本調査を県内9広域生活圏別に概観すると次のとおりである。
 
 売上高については、中部、胆江、気仙、久慈地域で前期を上回った。採算(経常利益)については、中部、胆江地域が前期を上回ったほかはいずれも前期を下回った。資金繰りについては、中部、胆江、二戸地域以外は一段と窮屈感が強まった。
 また、来期の見通し(売上高)については、盛岡、宮古、二戸地域で今期並みもしくは上回っているほかはいずれも今期を下回ると予想しており厳しい状況が予測される。
 地域別にみると、盛岡地域では、売上高△45.3(前期△30.7)、採算△38.1(同△29.0)、資金繰り△28.2(同 △23.0)といずれもマイナス幅を拡大したが、来期の見通し(売上)については△40.6と今期を上回っている。
 岩手中部地域では、売上高△25.4(同△37.1)、採算△26.3(同△39.8)、資金繰り△13.6(同△29.4)といずれも10ポイント以上マイナス幅を縮小したが、来期の見通し(売上)については△26.5と今期を下回っている。
 胆江地域では、売上高△41.5(同
△42.7)、採算△37.4(同△40.8)、資金繰り△25.4(同△25.8)といずれもマイナス幅を縮小したが、来期の見通し(売上)については△50.4と今期を下回っている。

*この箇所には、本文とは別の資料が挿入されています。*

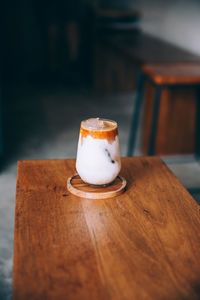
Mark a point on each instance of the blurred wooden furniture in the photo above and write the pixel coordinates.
(119, 59)
(142, 244)
(165, 77)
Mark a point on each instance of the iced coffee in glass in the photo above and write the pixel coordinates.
(98, 156)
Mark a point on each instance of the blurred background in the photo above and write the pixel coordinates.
(63, 61)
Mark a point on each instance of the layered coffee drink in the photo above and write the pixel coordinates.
(98, 156)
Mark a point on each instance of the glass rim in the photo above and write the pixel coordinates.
(101, 119)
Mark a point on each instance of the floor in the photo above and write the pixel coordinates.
(43, 122)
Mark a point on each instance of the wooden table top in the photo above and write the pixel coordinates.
(182, 73)
(142, 48)
(143, 244)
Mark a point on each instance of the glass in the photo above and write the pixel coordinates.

 両磐地域では、売上高△55.3(同 △54.3)、採算△52.7(同△46.3)、資金繰り△34.4(同△18.5)といずれもマイナス幅を拡大した。来期の見通し(売上)についても△59.3と今期を下回っている。
 気仙地域では、売上高△2.2(同 △10.3)とマイナス幅を縮小したが、採算△8.8(同△6.2)、資金繰り△12.1(同△10.4)とマイナス幅を拡大した。来期の見通し(売上)については  △11.1と今期を下回っている。

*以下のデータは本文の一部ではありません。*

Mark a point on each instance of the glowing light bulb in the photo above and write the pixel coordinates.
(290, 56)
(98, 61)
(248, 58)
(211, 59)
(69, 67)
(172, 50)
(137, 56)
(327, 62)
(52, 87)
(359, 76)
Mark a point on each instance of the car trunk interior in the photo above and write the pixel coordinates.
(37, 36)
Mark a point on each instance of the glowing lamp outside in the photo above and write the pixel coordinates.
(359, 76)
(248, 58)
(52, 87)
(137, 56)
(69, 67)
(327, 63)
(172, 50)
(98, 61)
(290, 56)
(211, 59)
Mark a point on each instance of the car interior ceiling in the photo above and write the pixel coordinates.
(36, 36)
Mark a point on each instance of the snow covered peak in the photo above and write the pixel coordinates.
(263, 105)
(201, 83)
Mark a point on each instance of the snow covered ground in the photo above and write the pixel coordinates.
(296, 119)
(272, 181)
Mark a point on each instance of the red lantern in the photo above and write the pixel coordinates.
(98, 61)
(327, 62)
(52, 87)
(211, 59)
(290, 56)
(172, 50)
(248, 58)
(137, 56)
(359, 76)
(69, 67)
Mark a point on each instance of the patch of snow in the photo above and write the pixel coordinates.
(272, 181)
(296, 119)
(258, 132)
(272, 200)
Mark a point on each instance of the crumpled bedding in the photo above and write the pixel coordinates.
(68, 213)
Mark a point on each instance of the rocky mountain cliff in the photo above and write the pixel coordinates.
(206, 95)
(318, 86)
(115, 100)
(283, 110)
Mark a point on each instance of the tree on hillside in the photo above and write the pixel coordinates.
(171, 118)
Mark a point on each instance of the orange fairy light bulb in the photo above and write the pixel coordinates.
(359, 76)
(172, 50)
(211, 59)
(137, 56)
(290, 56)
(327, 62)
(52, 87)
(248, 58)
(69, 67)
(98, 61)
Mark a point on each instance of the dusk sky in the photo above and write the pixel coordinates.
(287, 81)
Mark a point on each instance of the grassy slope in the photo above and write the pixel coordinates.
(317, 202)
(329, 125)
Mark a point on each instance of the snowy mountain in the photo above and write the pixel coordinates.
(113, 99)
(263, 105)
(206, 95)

 釜石地域では、売上高△51.9(同 △50.0)、採算△50.0(同△45.5)、資金繰り△43.1(同△32.1)といずれもマイナス幅を拡大した。来期の見通し(売上)についても△54.0と今期を下回っている。
 宮古地域では、売上高△47.1(同 △46.1)、採算△47.1(同△41.2)、資金繰り△38.6(同△34.5)といずれもマイナス幅を拡大した。来期の見通し(売上)については△46.0と今期を上回っている。
 久慈地域では、売上高△40.0(同 △48.4)とマイナス幅を縮小したが、採算△52.0(同△47.6)、資金繰り△48.0(同△27.0)、とマイナス幅を拡大した。来期の見通し(売上)については△44.0と今期を下回っている。

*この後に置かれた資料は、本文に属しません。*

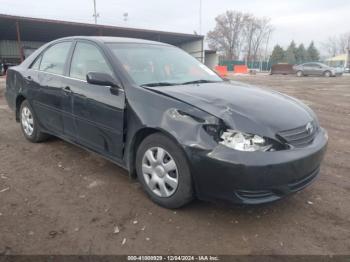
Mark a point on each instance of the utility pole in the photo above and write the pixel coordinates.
(266, 48)
(348, 49)
(200, 17)
(95, 15)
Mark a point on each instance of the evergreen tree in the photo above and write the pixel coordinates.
(290, 55)
(277, 55)
(301, 55)
(313, 53)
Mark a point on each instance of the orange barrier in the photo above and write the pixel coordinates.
(221, 70)
(242, 69)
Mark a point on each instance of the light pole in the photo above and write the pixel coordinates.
(95, 15)
(200, 17)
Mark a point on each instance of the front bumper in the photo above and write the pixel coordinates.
(256, 177)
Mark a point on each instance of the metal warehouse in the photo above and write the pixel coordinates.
(20, 36)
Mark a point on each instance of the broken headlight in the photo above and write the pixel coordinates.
(245, 142)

 二戸地域では、資金繰り△35.8(同△37.3)とマイナス幅を縮小したが、売上高△52.2(同△45.3)、採算△55.2(同△47.3)、とマイナス幅を拡大した。来期の見通し(売上)については△51.5と今期を下回っている。

 
【広域生活圏別の景況】

広域生活圏別の景況

 なお、この四半期景況調査は、他の機関においても多数実施されていること等から、当センターとしては、今後実施しないことにいたしました。長くにわたりご協力をいただきました各関係機関及び回答企業の方々には心より感謝いたします。
 今後はこれに変えて、皆様により役に立つ独自の調査を実施する予定です。